L'Europe

Entre difficultés de recrutement et démissions, l’Europe manque d’enseignants

Le « premier défi est d’assurer une rentrée scolaire réussie dans un contexte de tension sans précédent pour le recrutement des enseignants », a déclaré vendredi le ministre de l’Éducation nationale Pap Ndiaye lors de sa conférence de rentrée. A une semaine de la réouverture des écoles, la France fait face à une pénurie d’enseignants. Une tendance qui concerne la majorité des pays européens, y compris ceux qui paient le mieux leurs enseignants.

Y aura-t-il un enseignant dans chaque classe à la rentrée ? Alors que les élèves français préparent la rentrée le jeudi 1euh Septembre, le pays fait face à une pénurie d’enseignants. Cette année, plus de 4 000 postes sont restés vacants dans les concours d’enseignants, un nombre historiquement élevé.

Les syndicats pointent tous du doigt des salaires jugés insuffisants. « Dans les années 1980, un enseignant débutant gagnait 2,2 fois le Smic. Aujourd’hui, c’est 1,1 pour un bac+5. Il y a eu une perte de pouvoir d’achat importante », déplore Sophie Vénétitay, secrétaire générale du Syndicat national de l’enseignement secondaire (Snes ). « Sans oublier que nous sommes bien moins bien lotis que la plupart de nos voisins. »

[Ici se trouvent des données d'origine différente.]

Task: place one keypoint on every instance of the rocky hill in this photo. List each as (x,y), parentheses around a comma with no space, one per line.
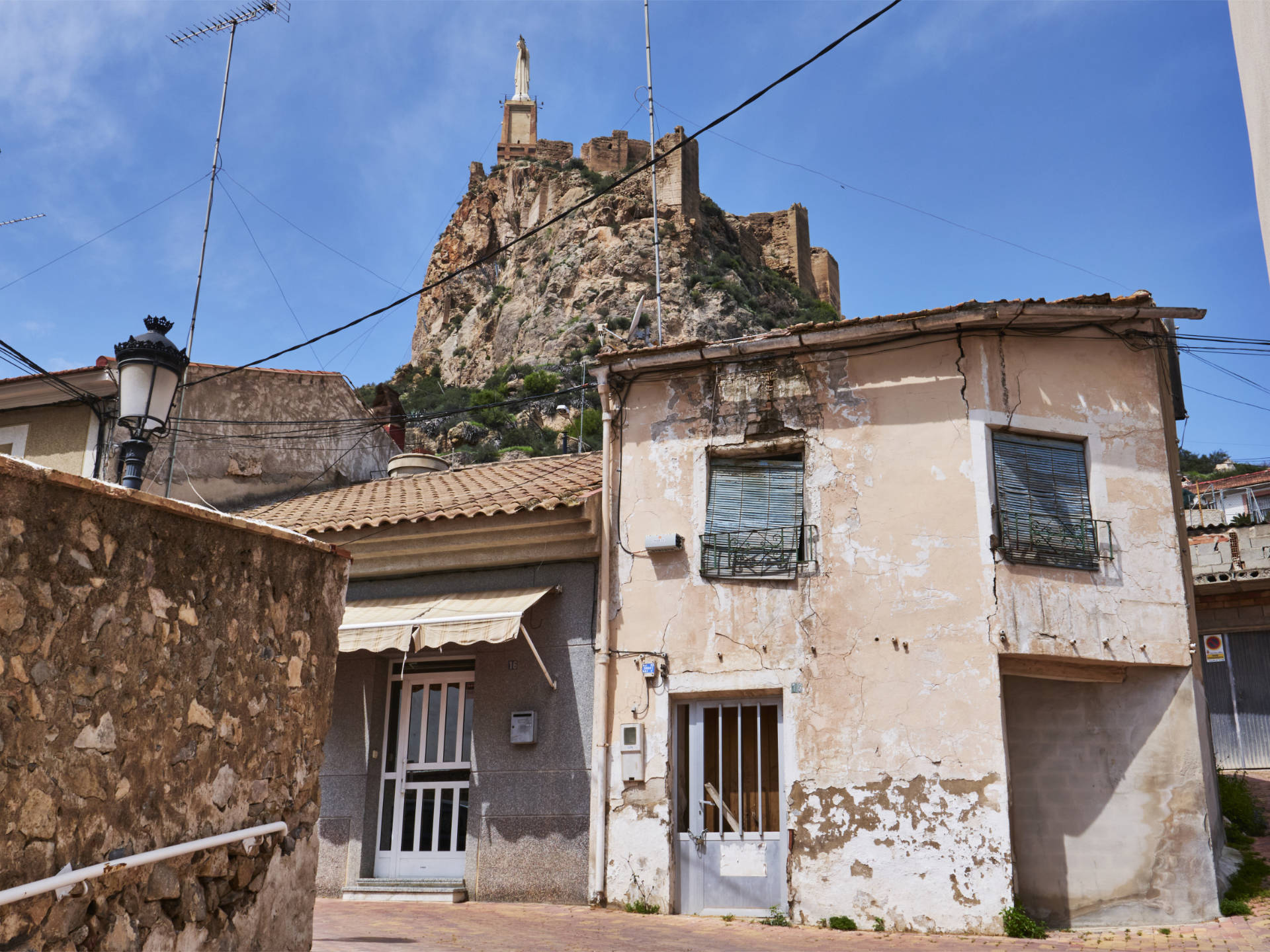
(541,302)
(521,324)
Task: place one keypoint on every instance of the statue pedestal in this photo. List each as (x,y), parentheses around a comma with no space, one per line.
(520,136)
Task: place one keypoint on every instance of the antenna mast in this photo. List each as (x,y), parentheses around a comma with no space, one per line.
(15,221)
(230,22)
(652,149)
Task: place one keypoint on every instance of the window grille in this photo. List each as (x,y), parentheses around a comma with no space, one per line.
(755,524)
(1043,504)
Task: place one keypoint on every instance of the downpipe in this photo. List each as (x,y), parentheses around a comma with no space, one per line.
(600,733)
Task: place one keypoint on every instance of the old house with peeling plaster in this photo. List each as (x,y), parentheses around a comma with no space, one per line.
(894,623)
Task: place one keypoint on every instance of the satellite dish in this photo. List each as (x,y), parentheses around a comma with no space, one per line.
(639,313)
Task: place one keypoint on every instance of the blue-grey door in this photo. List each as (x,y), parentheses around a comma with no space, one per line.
(1238,701)
(730,808)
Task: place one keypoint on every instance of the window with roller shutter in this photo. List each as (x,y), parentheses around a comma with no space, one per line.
(755,526)
(1043,503)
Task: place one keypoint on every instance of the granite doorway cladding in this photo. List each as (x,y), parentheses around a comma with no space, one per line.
(527,822)
(167,676)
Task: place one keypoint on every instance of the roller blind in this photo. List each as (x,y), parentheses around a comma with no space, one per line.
(1042,477)
(755,494)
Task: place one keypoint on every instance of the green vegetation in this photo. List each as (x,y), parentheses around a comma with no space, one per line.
(1205,467)
(423,395)
(775,917)
(1020,926)
(643,906)
(1246,820)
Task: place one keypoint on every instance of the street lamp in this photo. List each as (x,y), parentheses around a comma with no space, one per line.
(150,368)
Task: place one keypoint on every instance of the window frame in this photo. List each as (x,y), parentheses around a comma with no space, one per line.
(748,550)
(1049,537)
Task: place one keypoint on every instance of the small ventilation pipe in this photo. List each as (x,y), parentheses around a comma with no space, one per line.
(600,731)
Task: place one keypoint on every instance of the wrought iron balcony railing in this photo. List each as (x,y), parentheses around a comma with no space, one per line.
(774,553)
(1040,539)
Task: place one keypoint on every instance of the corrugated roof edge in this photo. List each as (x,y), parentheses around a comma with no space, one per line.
(454,510)
(1127,305)
(34,473)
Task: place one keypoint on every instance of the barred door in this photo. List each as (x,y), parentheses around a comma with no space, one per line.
(427,763)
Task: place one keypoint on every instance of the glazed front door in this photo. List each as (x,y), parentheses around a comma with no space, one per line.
(730,807)
(427,761)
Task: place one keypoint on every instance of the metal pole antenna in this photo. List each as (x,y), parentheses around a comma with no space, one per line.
(230,22)
(652,149)
(202,254)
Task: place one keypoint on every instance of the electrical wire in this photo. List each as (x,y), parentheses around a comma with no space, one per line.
(272,274)
(589,200)
(308,235)
(107,231)
(842,184)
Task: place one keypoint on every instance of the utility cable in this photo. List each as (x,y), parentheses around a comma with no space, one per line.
(842,184)
(272,274)
(312,238)
(163,201)
(567,212)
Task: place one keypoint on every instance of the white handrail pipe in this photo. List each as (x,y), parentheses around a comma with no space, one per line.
(153,856)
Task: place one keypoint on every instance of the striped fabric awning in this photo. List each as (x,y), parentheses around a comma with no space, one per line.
(432,621)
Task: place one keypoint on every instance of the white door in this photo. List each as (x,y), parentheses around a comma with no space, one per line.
(427,761)
(730,843)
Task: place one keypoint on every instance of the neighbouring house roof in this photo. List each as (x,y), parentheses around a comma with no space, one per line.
(539,483)
(1248,479)
(968,315)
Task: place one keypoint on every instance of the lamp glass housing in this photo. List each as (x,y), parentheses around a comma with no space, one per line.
(146,393)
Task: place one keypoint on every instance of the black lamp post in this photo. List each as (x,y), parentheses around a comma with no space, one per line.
(150,368)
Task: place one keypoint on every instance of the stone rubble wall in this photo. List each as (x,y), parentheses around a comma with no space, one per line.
(165,674)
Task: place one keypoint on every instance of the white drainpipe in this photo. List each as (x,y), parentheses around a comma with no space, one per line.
(597,851)
(154,856)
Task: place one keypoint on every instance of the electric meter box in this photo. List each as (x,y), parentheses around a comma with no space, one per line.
(663,542)
(525,728)
(633,752)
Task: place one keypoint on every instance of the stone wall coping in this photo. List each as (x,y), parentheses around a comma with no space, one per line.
(34,473)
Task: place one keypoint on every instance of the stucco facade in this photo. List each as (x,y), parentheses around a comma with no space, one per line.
(889,651)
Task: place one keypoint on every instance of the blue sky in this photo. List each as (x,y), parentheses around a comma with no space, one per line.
(1107,135)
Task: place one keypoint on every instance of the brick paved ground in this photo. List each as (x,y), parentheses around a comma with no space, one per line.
(478,927)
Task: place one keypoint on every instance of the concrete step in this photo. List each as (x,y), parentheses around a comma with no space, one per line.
(407,891)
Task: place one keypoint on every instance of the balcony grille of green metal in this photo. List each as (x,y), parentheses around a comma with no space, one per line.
(1043,504)
(753,520)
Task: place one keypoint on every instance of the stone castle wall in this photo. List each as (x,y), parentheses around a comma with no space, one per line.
(165,674)
(825,273)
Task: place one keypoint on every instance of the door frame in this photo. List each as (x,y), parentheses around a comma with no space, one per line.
(435,670)
(697,771)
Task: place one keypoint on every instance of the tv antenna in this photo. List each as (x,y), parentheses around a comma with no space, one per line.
(15,221)
(652,149)
(230,20)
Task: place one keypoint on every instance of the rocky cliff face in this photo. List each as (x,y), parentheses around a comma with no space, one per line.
(544,301)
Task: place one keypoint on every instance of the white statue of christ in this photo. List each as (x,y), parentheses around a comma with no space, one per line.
(523,70)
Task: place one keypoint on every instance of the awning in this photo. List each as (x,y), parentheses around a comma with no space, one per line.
(432,621)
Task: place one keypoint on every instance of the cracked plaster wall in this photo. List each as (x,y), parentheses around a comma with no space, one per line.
(894,760)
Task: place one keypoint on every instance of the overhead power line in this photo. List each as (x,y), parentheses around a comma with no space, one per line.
(842,184)
(567,212)
(85,244)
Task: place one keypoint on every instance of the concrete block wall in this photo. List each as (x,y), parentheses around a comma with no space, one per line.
(1248,610)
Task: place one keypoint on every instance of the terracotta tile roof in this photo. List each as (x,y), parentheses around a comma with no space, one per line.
(1248,479)
(540,483)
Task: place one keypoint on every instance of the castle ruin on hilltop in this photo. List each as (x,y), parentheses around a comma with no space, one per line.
(546,300)
(783,238)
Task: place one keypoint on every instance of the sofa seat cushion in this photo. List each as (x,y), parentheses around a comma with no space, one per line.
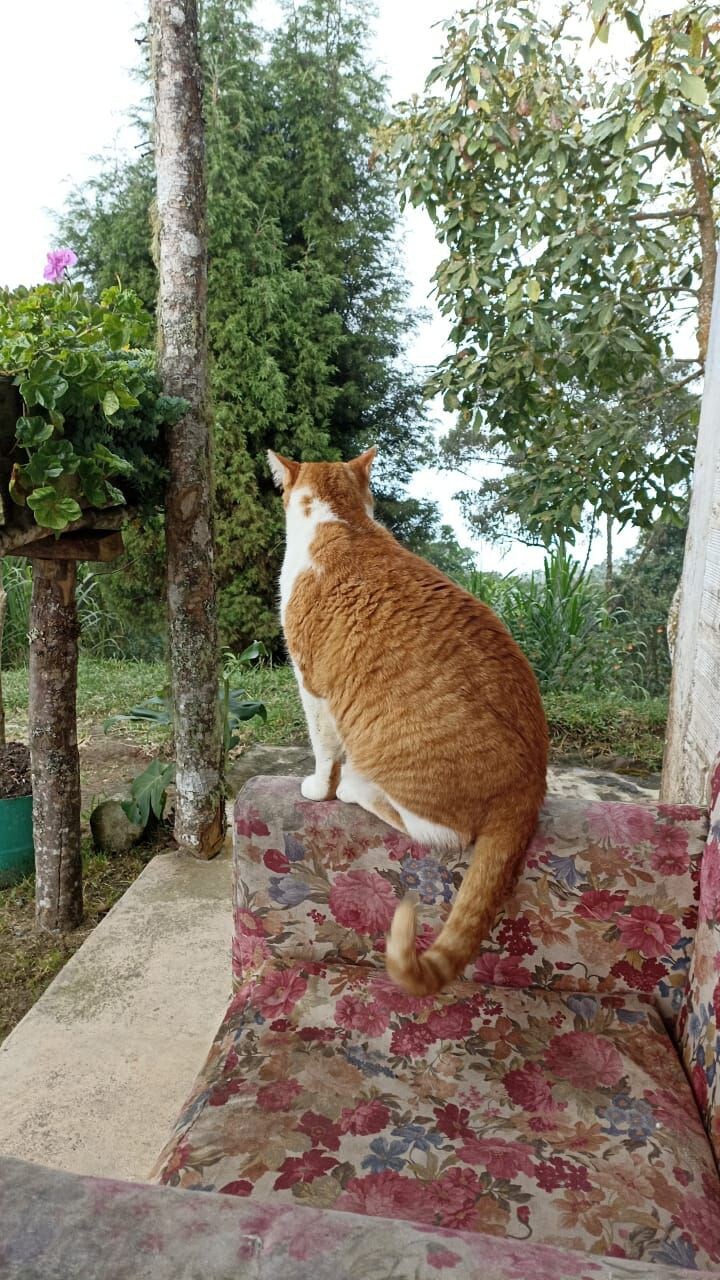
(527,1114)
(605,899)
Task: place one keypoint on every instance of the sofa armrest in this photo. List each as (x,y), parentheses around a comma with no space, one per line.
(605,899)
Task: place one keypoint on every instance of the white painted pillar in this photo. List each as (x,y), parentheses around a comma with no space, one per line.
(693,723)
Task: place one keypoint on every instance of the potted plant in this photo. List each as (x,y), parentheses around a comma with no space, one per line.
(81,407)
(17,853)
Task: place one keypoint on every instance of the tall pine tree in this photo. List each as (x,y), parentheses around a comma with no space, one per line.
(308,306)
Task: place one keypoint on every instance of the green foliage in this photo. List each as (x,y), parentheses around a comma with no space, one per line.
(563,622)
(308,312)
(149,792)
(86,380)
(645,585)
(101,627)
(236,707)
(569,204)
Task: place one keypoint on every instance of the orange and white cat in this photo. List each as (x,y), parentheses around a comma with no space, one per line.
(420,705)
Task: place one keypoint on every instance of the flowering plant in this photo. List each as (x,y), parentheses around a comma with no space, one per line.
(90,429)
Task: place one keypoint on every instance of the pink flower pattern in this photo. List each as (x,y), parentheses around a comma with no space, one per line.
(516,1110)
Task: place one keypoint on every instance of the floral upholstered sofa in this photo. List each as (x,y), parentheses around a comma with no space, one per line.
(560,1102)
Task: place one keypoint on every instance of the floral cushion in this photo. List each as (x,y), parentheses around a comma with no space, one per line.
(700,1020)
(59,1225)
(606,899)
(529,1114)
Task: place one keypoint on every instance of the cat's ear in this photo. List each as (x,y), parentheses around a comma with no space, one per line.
(285,470)
(361,466)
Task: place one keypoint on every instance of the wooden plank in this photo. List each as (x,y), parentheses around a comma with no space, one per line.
(14,540)
(94,544)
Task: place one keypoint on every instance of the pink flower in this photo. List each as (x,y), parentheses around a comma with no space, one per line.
(454,1121)
(410,1040)
(670,853)
(57,264)
(250,824)
(279,991)
(451,1022)
(600,904)
(698,1082)
(320,1130)
(238,1188)
(276,862)
(497,970)
(302,1169)
(360,1015)
(245,922)
(620,823)
(528,1087)
(278,1096)
(363,901)
(395,1000)
(249,951)
(710,882)
(584,1059)
(647,931)
(365,1118)
(454,1196)
(440,1257)
(399,846)
(700,1217)
(500,1157)
(388,1194)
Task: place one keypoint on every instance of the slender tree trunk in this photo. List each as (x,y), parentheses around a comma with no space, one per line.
(53,745)
(180,158)
(707,245)
(3,608)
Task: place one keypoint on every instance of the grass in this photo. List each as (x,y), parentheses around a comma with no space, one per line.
(607,728)
(30,959)
(591,727)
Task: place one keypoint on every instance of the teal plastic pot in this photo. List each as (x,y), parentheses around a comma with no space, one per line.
(17,850)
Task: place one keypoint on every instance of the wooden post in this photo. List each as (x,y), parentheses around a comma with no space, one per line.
(693,720)
(182,251)
(53,745)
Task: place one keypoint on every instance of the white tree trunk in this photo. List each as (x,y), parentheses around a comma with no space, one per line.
(693,721)
(180,158)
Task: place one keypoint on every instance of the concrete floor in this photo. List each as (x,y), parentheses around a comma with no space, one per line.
(94,1075)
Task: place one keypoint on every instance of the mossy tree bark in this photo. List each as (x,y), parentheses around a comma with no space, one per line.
(182,251)
(3,608)
(53,745)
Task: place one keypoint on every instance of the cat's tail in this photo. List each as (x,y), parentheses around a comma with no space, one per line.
(484,886)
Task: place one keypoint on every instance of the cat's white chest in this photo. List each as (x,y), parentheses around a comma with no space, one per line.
(304,513)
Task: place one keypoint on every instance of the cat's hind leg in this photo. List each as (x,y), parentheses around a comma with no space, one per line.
(355,789)
(327,746)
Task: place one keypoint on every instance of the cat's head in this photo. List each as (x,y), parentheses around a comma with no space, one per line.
(345,487)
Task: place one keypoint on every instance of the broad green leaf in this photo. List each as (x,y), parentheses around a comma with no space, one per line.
(51,511)
(31,432)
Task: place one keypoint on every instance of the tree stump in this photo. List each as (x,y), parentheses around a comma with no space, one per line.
(53,745)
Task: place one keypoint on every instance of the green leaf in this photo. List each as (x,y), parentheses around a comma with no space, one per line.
(693,88)
(31,432)
(149,792)
(51,511)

Selon l’OCDE, les salaires des enseignants français en début de carrière sont en effet inférieurs de 7 % à la moyenne des pays de la zone euro, avec 29 400 euros bruts par an. En comparaison, les jeunes enseignants allemands gagnent plus du double avec 62 300 euros bruts annuels.

« La question du salaire est évidemment centrale », acquiesce Éric Charbonnier. « Mais le vrai problème réside dans la progression de carrière. Les salaires tardent à évoluer à cause d’un système très rigide. Résultat : après dix ou quinze ans d’ancienneté, les enseignants gagnent environ 20 % de moins que la moyenne de l’OCDE. »

Pour atténuer la crise, Emmanuel Macron a promis jeudi 25 août une augmentation des salaires des enseignants. L’objectif affiché : « qu’aucun d’entre eux ne démarre sa carrière à « moins de 2 000 euros nets par mois ». « C’est bien mais ce n’est pas suffisant », réagit Sophie Vénétitay. « Il faut augmenter tous les salaires. » Ce ne serait pas juste si un nouvel enseignant gagnait le même salaire qu’une personne qui pratique depuis dix ou quinze ans. »

Difficile de recruter des jeunes pour remplacer ceux qui partent à la retraite

La France n’est pas le seul pays à connaître cette désaffection pour le métier d’enseignant. « La quasi-totalité des pays européens sont touchés par cette crise d’attractivité. C’est aussi le cas aux États-Unis, au Canada et en Australie », confirme Éric Charbonnier, expert en éducation à l’Organisation de coopération et d’économie de développement (OCDE).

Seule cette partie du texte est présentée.